We expect it to arrive for the 2018 model year and be aluminum-intensive for purposes of weight savings, which will improve fuel economy. The platform is expected to remain a traditional body-on-frame setup, and manufacturing will remain at its longtime Toledo, OH, factory. The design appears true to the Wrangler's heritage, though the windshield is raked back more to make it less brick-like when cutting through the air. From some angles, the front end appears longer if you squint properly, and the front fenders seem wider and squatter than the current model's. There's probably more in store for the new Jeep, but this prototype is under such heavy cladding it's impossible to tell what. Kudos to the folks who make those vinyl coverings.

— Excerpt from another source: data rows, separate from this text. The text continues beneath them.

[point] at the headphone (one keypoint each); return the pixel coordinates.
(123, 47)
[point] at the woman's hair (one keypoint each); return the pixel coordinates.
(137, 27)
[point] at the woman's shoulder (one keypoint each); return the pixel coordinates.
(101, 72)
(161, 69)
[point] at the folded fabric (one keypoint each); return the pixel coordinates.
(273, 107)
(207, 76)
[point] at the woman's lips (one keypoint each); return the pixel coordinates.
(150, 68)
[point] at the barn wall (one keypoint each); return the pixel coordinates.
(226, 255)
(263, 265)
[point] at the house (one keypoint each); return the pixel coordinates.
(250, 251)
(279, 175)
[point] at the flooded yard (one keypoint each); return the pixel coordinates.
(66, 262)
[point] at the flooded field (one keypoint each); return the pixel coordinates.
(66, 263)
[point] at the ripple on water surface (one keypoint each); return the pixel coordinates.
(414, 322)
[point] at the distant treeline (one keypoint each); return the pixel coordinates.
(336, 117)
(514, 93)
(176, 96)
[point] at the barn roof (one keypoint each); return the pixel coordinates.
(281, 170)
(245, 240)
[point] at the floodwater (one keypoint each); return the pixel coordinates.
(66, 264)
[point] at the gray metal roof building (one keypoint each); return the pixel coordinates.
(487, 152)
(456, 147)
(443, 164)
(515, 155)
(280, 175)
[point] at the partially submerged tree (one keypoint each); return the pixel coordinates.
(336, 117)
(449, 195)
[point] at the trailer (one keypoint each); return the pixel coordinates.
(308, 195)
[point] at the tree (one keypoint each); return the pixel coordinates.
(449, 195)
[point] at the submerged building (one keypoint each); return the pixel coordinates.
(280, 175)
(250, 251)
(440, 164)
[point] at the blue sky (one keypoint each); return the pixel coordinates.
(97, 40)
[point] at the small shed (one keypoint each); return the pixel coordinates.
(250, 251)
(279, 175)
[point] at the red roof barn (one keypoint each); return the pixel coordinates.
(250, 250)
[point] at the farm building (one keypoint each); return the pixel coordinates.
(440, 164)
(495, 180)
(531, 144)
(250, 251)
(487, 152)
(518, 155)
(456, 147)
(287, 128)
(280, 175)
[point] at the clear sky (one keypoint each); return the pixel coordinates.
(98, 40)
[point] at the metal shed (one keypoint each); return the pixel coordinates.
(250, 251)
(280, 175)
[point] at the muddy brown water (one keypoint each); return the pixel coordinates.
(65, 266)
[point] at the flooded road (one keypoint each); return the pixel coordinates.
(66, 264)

Look for the powertrain to again include a Pentastar V6, this time paired to an eight-speed automatic transmission – again for fuel economy, but also to improve the powertrain's flexibility. A V6 turbo diesel and a mild-hybrid variant are also expected. Even with all these departures from the long-running Wrangler playbook, the off-road capability will remain the vehicle's calling card.
The current Wrangler will also be built concurrently with this next-gen model for a time in Toledo, Automotive News reports, giving enthusiasts and traditionalists the best of both worlds. Jeep will also add a pickup based on the Wrangler's underpinnings to its portfolio in a move to capitalize on the resurgence of smaller trucks.
The Wrangler is both the halo and centerpiece of the remade Jeep lineup, which quickly is becoming one of Fiat Chrysler's pillars for sales and prestige around the world. Jeep hopes to sell 2 million vehicles globally by 2018.